Blarney Stones - cooking recipe

Ingredients
    1 1/2 cups flour
    1 cup sugar
    2 teaspoons baking powder
    1/4 teaspoon salt
    2 eggs
    1 cup milk, divided, plus a little extra
    1 - 1 1/2 cup powdered sugar
    1 lb spanish salted peanuts or 1 lb jumbo salted peanuts, hulled
Preparation
    Preheat oven to 375\u00b0F.
    Sift flour, sugar, baking powder, and salt together in a bowl.
    Place 2 eggs in a 1-cup measuring cup and fill to top with milk (about 1/2 c, varies based on eggs).
    Mix for 5 minutes with dry ingredients - I do this by hand the way she always did, so I'm not sure whether or not using a mixer would be good.
    Spread evenly in a greased 9 x 13\" pan for 12-15 minutes, and bake until cookies are puffy, golden brown, and cooked through.

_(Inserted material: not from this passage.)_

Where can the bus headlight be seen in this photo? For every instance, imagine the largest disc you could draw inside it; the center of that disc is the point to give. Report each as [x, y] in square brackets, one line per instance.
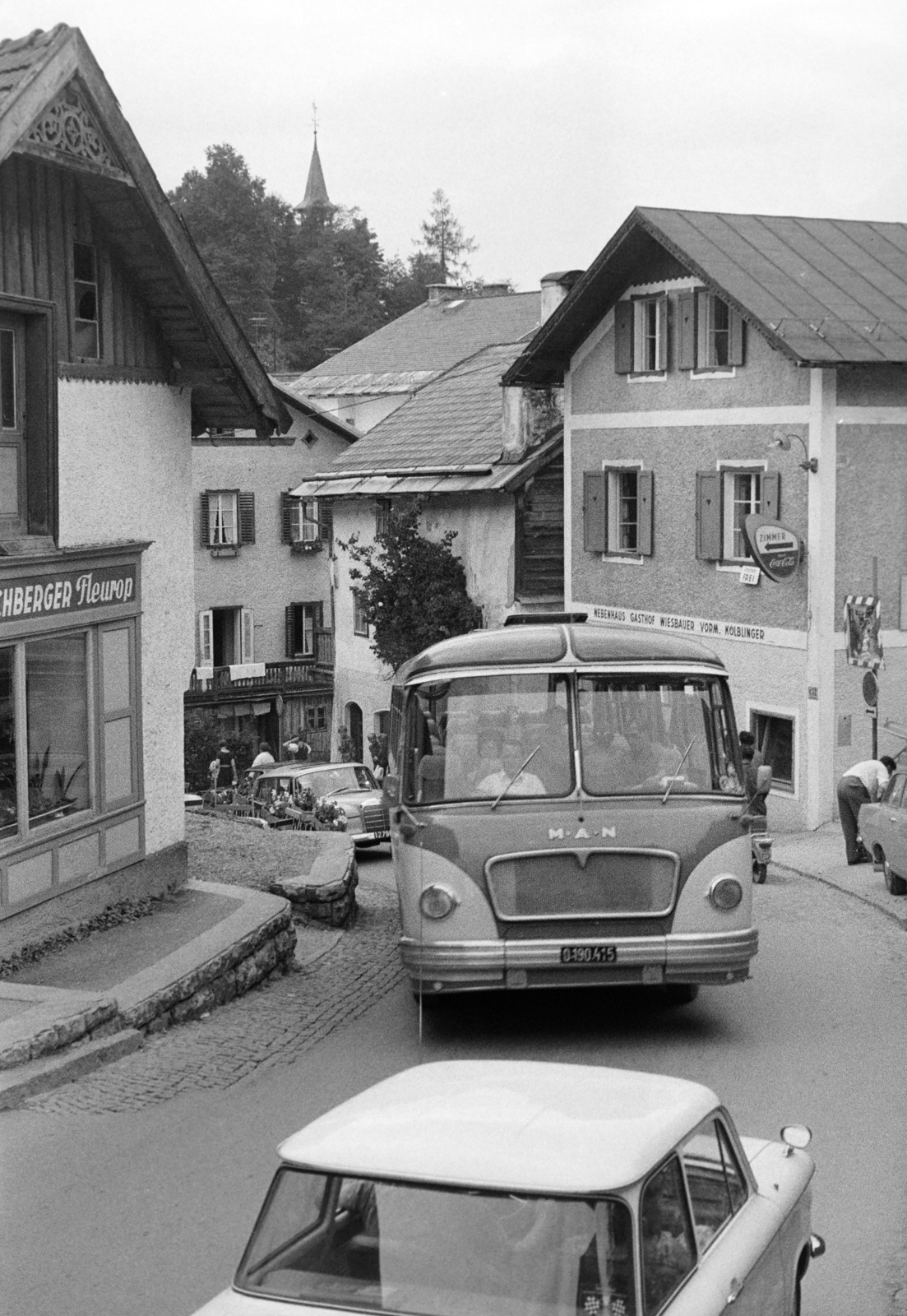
[437, 901]
[725, 892]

    Meanwhile, prepare a powdered sugar icing by combining 1 c powdered sugar with a small quantity of milk (start with just a tablespoon or so). Mix well. Add milk as needed to reach your desired consistency (a bit like a glaze).
    Finely crush the peanuts.
    When cookies are done, let cool for a few minutes before cutting into squares. Coat in icing, then roll in nuts. Let dry on wax paper.